その一つの絵画の前でライオスはハッとなる。その絵は、生ける絵画と呼ばれる魔物であり、人を絵の中に取り込んでしまうのだ。

しかしライオスは、逃げようとしたのでも戦おうとしたのでもなかった。絵に書かれた食べ物を、絵の中に入って食おうとしたのだ。

そんなライオスに一行は当然ながら反対した。しかし挑戦者たるライオスを止めることは誰にもできなかったのである。

そうして絵の中に飛び込んだライオスは、こそこそしながらも宮廷料理のフルコースをたらふく食べることに成功する。しかし当然ながら魔物に見つかり、ライオスは襲われ、殺されそうになってしまう。

何とか絵の外に脱出したライオスは、目的を達成したかにみえた。しかし、当然といえば当然だが、帰って来たライオスの腹は少しも膨れていなかったのであった…。


大幅に時間を無駄にした一行は、やむなく食堂近くの厨房で睡眠を取ることに決める。

しかし、皆には黙っていたが、チルチャックは隣の部屋にミミックがいることに気づいていた。それは、もしミミックがいると言えばセンシとライオスが食おうと言い出すことは分かりきっていたし、ミミックに何度も苦渋を味合わされたチルチャックは、なるべくミミックに係わりたくなかったのだ。

しかしチルチャックは、ちょっとしたミスからミミックのいる部屋に閉じ込められ、襲われてしまう。

何とか罠を利用してミミックを倒したチルチャック。しかし、傷付いたチルチャックをよそに、センシとライオスはミミックをどうやって食べるかに夢中であった…。

ダンジョン地下4階のグルメ

迷宮地下4階。岩盤の割れ目から流れ出た地下水が湖を構成しており、地下5階へ向かうには湖を超える必要があった。

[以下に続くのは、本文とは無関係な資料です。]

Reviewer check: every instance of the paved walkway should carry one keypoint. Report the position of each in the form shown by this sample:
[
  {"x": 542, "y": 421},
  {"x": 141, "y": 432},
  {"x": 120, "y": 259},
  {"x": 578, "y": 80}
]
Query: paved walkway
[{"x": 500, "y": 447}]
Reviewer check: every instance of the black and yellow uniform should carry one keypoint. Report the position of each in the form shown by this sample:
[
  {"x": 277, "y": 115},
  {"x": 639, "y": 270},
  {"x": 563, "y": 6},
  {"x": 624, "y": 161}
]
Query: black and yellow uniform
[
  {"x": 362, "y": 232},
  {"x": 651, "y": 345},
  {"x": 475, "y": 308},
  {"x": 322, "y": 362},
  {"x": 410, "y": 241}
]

しかし、湖には水棲馬(ケルピー)や魚人など、魔物の巣窟となっており、泳いで渡るには危険であった。それゆえに本階層の探索には水上歩行の魔法により湖上を渡るのが通例であった。

ところがセンシは魔法というものを毛嫌いしていた。さらには、魔物の血や脂をたっぷり吸ったセンシの髭には、魔法がほとんど効かなかったのだ。

そこでセンシは、馴染みのケルピー(センシによる愛称はアンヌ)に騎乗し、目の前に食事をぶら下げることにより、ケルピーを制御して湖を渡ろうと考える。

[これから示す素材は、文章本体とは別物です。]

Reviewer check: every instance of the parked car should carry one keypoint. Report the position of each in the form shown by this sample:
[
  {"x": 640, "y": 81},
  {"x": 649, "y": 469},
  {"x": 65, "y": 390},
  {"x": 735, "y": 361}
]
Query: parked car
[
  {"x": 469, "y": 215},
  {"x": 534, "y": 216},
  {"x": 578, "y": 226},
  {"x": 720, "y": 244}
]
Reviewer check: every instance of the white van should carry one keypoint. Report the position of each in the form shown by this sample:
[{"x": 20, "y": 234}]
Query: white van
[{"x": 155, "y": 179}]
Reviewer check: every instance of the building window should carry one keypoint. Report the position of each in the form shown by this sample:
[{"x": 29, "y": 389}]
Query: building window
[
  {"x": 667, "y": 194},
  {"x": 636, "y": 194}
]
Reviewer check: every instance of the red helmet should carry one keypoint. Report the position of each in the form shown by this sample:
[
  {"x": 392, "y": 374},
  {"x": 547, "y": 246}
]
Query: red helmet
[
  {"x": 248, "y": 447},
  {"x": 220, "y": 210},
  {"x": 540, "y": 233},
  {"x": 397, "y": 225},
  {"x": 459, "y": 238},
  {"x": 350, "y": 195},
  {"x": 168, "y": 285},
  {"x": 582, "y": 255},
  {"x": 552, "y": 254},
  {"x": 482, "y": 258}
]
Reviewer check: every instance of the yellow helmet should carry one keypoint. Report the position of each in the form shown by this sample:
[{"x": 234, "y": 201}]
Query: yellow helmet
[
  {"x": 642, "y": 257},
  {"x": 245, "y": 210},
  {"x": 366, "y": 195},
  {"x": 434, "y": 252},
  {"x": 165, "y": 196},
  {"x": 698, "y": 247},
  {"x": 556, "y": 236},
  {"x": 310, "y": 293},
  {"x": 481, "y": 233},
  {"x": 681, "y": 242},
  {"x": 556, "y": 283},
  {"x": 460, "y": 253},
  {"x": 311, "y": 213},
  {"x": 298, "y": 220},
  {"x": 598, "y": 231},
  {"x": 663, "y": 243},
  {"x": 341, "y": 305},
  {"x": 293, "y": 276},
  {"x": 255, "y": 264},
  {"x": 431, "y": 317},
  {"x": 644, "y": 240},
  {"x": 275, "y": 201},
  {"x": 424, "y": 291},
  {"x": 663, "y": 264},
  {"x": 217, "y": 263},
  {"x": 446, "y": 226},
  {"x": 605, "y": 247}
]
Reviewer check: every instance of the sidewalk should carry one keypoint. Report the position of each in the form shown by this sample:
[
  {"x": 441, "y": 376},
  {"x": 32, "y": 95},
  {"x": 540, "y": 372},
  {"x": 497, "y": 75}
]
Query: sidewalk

しかし所詮は魔物、センシを乗せたケルピーは、センシを水中へ引き込み、センシに牙をむく。

咄嗟に飛び込んだライオスの助けによってセンシは難を逃れたものの、可愛がっていたケルピーは殺すしかなかった。センシは呆然としながらも、それが供養であるかのように、ケルピーの解体を始めるのであった…。

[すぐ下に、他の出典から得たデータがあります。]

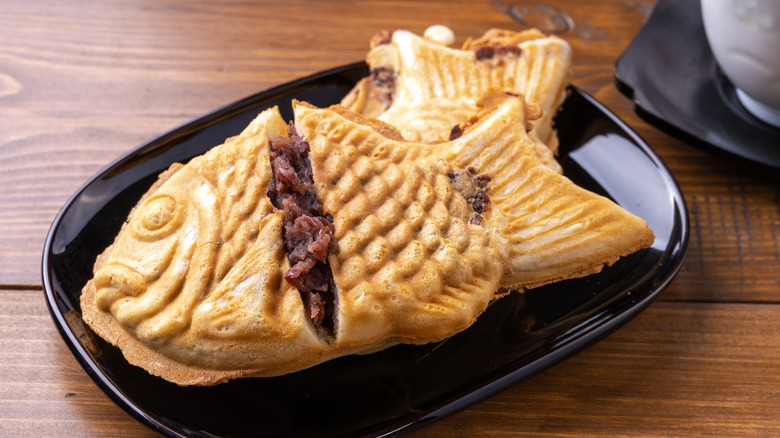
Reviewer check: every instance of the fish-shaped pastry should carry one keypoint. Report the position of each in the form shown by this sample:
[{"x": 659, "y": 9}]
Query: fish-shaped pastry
[
  {"x": 426, "y": 89},
  {"x": 401, "y": 242}
]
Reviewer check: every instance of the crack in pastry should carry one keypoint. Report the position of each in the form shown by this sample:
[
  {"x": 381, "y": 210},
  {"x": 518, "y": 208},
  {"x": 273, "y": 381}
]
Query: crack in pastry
[
  {"x": 196, "y": 287},
  {"x": 435, "y": 87},
  {"x": 307, "y": 233}
]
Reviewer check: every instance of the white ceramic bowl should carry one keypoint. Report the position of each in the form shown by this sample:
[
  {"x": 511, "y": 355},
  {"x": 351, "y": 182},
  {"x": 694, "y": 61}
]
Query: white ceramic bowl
[{"x": 744, "y": 36}]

そして、マルシルによるケルピーの脂から作られた石鹸(水棲馬油石鹸)によってセンシの髭は洗われ、ついにセンシへの魔法は成功するのであった。


そんなセンシとマルシルをよそに、チルチャックとライオスは暇であった。そこでライオスはチルチャックを伴い周囲の探索に向かう。

そしてライオスたちは、水上で全滅したパーティーを発見する。周囲には魚人と呼ばれる魔物の死骸もあり、それらとの戦いの途上で全滅したようであった。

死体回収屋が見つけられるように、死んだパーティーを陸上に運んでいたライオスたちだったが、不意にチルチャックがふらふらとあらぬ方に歩き出してしまう。

チルチャックは人魚の歌に魅了されてしまったのだ。それに気づいたライオスは、すぐにチルチャックを正気に戻し、人魚の歌に被せるように同じ歌を歌い出す。

そして
知らない奴が、急に歌を合わせてくるって、相当な恐怖だぜ
というチルチャックの言の通り、気持ち悪いものを見るかのようにライオスを見た人魚たちは、水中に逃げ込むのであった…。


感想

経験豊富な冒険者が、ざくざく魔物を殺して、調理していくその過程はとても食えるもんじゃない感じだが、出来上がりはなかなかうまそうである。

また、栄養バランスと美味しさなど色々な要素が詰め込まれたその詳細なレシピは、絶対人生に役に立たそうだが、見入ってしまうほどに面白い。